Piercy v. State

138 Neb. 905 | Neb. | 1941

Paine, J.

In the decision heretofore rendered in this case, ante, p. 301, 293 N. W. 99, a sworn statement of the deceased, set out in full in the opinion, was held to be a dying declaration and, as such, admissible in evidence. Defendant, by motion for rehearing, assailed the holding, contending that the statement did not meet the requirements of a dying declaration, that it was not admissible, and that its submission to the jury constituted prejudicial error. A reargument was granted.

An examination of the record clearly reveals that the deceased, some hours prior to making the statement in question, had related the story of her trouble to her father, mother and brother. These oral statements, more in detail than the written declaration, had been testified to by the father and mother without objection, and cross-examination had before the written statement was produced and received in evidence. Subsequent thereto, the story, in part, was related by the brother without objection.

Section 29-2308, Comp. St. 1929, provides: “No judgment *906shall be set aside, or new trial granted, or judgment rendered, in any criminal case on the grounds of misdirection of the jury, or the improper admission, or rejection of evidence, or for error as to any matter of pleading or procedure, if the supreme court, after an examination of the entire cause, shall consider that no substantial miscarriage of justice has actually occurred.” See Cooper v. State, 120 Neb. 598, 234 N. W. 406; Makin v. Attorney General for New South Wales, 17 Cox Crim. Cas. 704; Allen v. The King, 44 Can. S. Ct. Rep. 331.

Upon a reconsideration of the entire record, we are of the opinion that it was not necessary to determine whether or not the written statement was a dying declaration, or admissible as such. If we should assume that its admission was error, our consideration is not terminated. Before the error requires a reversal, it must be determined that it was prejudicial to the rights of the defendant, and that as a result a substantial miscarriage of justice occurred. The statements of the deceased, as related by the mother, father and brother, to the jury without objection detailed all the substantial facts of the written statement, to which objection is made. The written statement added nothing- to the story recited by the witnesses. It appears to us that the story as related by the witnesses must have been more impressive than the written statement, and that the effect upon the minds of the jurors would have been the same had the written statement not been produced. The written statement was merely cumulative of testimony already given. It follows that, even if erroneous, its admission in evidence must be disregarded on appeal as not prejudicial to the rights of the defendant. See People v. Sprague, 217 N. Y. 373, 111 N. E. 1077; Lamb v. State, 40 Neb. 312, 58 N. W. 963; Ainlay v. State, 89 Neb. 721, 132 N. W. 120; Watson v. State, 109 Neb. 43, 189 N. W. 620; Mathews v. State, 111 Neb. 593, 197 N. W. 602; Townsend v. United States, 106 Fed. (2d) 273.

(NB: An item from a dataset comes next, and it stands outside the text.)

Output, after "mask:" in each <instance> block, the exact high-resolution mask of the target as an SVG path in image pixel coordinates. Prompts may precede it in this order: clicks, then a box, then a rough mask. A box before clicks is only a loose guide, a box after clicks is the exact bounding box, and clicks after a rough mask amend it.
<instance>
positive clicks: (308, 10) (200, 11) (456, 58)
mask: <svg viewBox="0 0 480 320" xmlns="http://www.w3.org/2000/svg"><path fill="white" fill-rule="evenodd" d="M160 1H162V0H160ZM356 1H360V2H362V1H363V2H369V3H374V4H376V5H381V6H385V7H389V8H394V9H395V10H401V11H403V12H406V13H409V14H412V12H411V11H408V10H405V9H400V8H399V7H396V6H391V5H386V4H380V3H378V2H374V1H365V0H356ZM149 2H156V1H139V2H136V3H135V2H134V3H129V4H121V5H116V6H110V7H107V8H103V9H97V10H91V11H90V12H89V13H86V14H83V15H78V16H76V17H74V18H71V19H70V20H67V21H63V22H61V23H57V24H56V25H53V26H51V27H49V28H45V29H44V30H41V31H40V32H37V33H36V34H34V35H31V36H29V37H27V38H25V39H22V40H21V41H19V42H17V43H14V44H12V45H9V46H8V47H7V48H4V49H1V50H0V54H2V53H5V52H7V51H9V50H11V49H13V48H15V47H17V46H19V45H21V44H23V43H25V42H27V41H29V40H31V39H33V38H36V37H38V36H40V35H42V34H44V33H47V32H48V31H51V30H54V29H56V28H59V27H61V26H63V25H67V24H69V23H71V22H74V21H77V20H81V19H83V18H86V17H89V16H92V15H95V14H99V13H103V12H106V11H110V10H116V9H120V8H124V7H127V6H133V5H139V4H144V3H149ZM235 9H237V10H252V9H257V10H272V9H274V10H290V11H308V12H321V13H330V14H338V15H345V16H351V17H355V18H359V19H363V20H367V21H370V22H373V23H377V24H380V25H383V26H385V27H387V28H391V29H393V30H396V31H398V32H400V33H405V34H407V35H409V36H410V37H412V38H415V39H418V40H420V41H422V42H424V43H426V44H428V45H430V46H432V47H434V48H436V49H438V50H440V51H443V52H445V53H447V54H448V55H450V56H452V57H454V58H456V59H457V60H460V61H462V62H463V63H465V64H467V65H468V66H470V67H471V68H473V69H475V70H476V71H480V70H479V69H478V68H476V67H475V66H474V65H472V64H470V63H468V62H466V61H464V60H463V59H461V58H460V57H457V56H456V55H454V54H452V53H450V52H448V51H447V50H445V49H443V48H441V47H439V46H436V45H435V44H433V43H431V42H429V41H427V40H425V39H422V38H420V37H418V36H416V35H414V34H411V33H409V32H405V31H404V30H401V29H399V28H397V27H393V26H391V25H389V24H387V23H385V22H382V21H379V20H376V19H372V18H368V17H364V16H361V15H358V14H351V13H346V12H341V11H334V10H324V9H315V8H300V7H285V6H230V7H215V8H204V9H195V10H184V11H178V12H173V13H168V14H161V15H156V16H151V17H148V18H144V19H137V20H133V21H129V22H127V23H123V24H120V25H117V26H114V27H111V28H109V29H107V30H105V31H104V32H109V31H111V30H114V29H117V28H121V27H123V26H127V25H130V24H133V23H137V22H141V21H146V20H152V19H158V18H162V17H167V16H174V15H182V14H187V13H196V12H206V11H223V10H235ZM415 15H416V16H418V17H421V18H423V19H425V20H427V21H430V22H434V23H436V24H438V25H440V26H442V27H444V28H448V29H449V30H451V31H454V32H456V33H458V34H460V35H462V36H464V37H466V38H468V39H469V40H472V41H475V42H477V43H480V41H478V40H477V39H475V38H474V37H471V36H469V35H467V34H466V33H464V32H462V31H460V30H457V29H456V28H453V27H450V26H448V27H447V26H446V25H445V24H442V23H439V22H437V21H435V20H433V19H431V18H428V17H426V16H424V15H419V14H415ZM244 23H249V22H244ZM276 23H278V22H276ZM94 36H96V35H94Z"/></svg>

The jury in the case at bar declared in their verdict that they found the defendant not guilty of causing the death *907of Pauline Killough, as charged in the first count of the information, but did find him guilty of causing the death of a vitalized embryo, or foetus, as' charged in the second count of said information. The penalty for such crime shall be not less than one nor more than ten years in the penitentiary. Considering the age of the defendant, and other facts shown by the bill of exceptions, and considering section 29-2308, Comp. St. 1929, which provides that this court may reduce the sentence when in its opinion the sentence is excessive, the court has decided to modify the sentence. Lorimer v. State, 127 Neb. 758, 257 N. W. 217; Greenough v. State, 136 Neb. 20, 284 N. W. 740; 18 Neb. Law Bulletin, 300.

That part of the holding in the previous opinion that the written statement was a dying declaration, and was admissible as such in the case at bar, is withdrawn and no holding made with reference thereto, and, as so modified, we adhere to the former opinion and judgment of affirmance, with a reduction of sentence to the minimum allowed by law of one year.

Former opinión modified: sentence reduced.